Aligning large language models (LLMs) with human preference has recently
gained tremendous attention, with the canonical yet costly RLHF-PPO and the
simple and straightforward Direct Preference Optimization (DPO) as two
examples. Despite the efficiency, DPO has rarely be used in the
state-of-the-art production-level LLMs, implying its potential pathologies. In
this work, we revisit DPO with a comprehensive examination of its empirical
efficacy and a systematic comparison with RLHF-PPO. We identify the
\textbf{3D}-properties of DPO's learning outcomes: the \textbf{D}rastic drop in
the likelihood of rejected responses, the \textbf{D}egradation into LLM
unlearning, and the \textbf{D}ispersion effect on unseen responses through
experiments with both a carefully designed toy model and practical LLMs on
tasks including mathematical problem-solving and instruction following.
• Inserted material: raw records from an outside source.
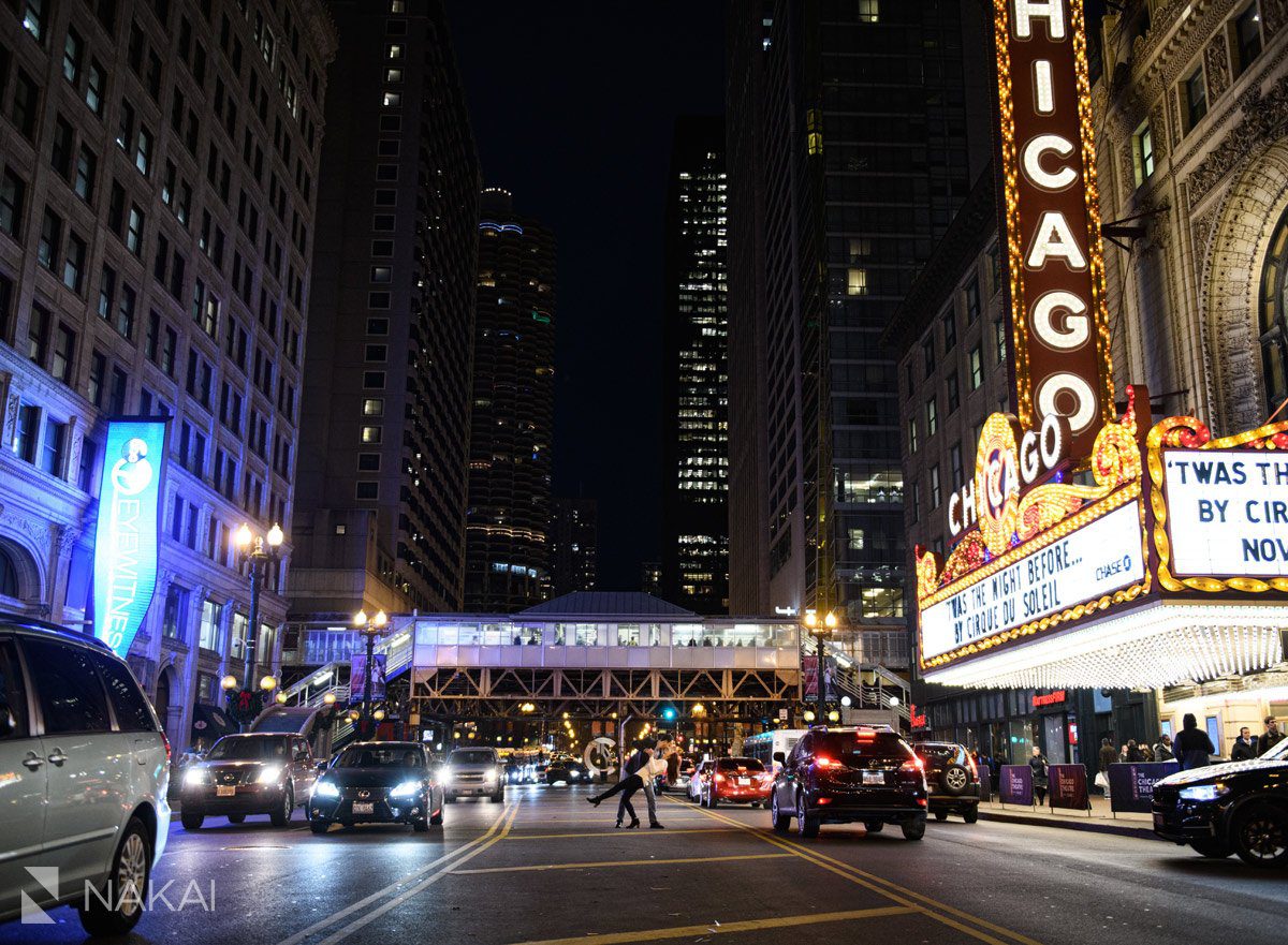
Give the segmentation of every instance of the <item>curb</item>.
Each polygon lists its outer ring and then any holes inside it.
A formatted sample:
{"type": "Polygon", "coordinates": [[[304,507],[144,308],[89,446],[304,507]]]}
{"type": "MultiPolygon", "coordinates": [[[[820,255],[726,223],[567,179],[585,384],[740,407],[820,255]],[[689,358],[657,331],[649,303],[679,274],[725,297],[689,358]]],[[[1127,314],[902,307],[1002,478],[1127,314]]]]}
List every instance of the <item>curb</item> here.
{"type": "Polygon", "coordinates": [[[1084,833],[1109,833],[1117,834],[1119,837],[1137,837],[1140,839],[1154,839],[1154,830],[1149,827],[1128,827],[1127,824],[1115,824],[1105,820],[1075,820],[1069,819],[1056,819],[1056,818],[1039,818],[1029,814],[1011,814],[1010,811],[989,811],[981,810],[979,812],[980,820],[996,820],[1003,824],[1024,824],[1025,827],[1051,827],[1057,830],[1083,830],[1084,833]]]}

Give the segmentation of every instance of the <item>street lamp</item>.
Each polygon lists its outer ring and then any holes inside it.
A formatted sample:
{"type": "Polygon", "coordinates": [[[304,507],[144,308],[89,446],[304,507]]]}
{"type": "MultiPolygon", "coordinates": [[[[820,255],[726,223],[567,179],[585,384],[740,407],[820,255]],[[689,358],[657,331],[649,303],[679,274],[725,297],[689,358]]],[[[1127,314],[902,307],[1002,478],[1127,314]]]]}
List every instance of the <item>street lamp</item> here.
{"type": "Polygon", "coordinates": [[[367,720],[371,717],[371,662],[375,658],[376,637],[385,632],[385,624],[389,623],[389,618],[385,615],[384,610],[377,610],[375,617],[367,617],[366,610],[359,610],[353,615],[353,626],[367,637],[367,662],[363,666],[363,678],[362,685],[362,718],[367,720]]]}
{"type": "Polygon", "coordinates": [[[245,521],[233,532],[233,546],[246,559],[250,570],[250,627],[246,630],[246,671],[242,678],[246,689],[255,675],[255,635],[259,632],[259,586],[269,561],[277,563],[286,536],[282,527],[273,523],[267,534],[255,534],[245,521]]]}

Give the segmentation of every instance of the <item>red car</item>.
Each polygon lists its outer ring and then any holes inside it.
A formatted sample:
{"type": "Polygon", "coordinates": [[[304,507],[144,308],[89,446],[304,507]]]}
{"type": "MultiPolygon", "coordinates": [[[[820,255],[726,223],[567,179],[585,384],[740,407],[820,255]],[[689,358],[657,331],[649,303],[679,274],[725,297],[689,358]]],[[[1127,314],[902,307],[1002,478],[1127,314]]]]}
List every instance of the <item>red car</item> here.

These
findings inherently connect to some observations made by related works and we
additionally contribute a plausible theoretical explanation for them.
Accordingly, we propose easy regularization methods to mitigate the issues
caused by \textbf{3D}-properties, improving the training stability and final
performance of DPO. Our contributions also include an investigation into how
the distribution of the paired preference data impacts the effectiveness of
DPO. We hope this work could offer research directions to narrow the gap
between reward-free preference learning methods and reward-based ones.

通过对 Direct Preference Optimization（DPO）的实证研究和与 RLHF-PPO 的系统比较，我们发现 DPO 的三个学习结果特征，即被拒绝回应的概率剧烈下降、LLM 的退化以及对未见回应的扩散效应。在此基础上，我们提出了简单的正则化方法来缓解这些问题，提高 DPO 的训练稳定性和最终性能，同时研究配对偏好数据分布对 DPO 效果的影响。希望本研究能够为缩小无奖偏好学习方法和基于奖励学习方法之间的差距提供研究方向。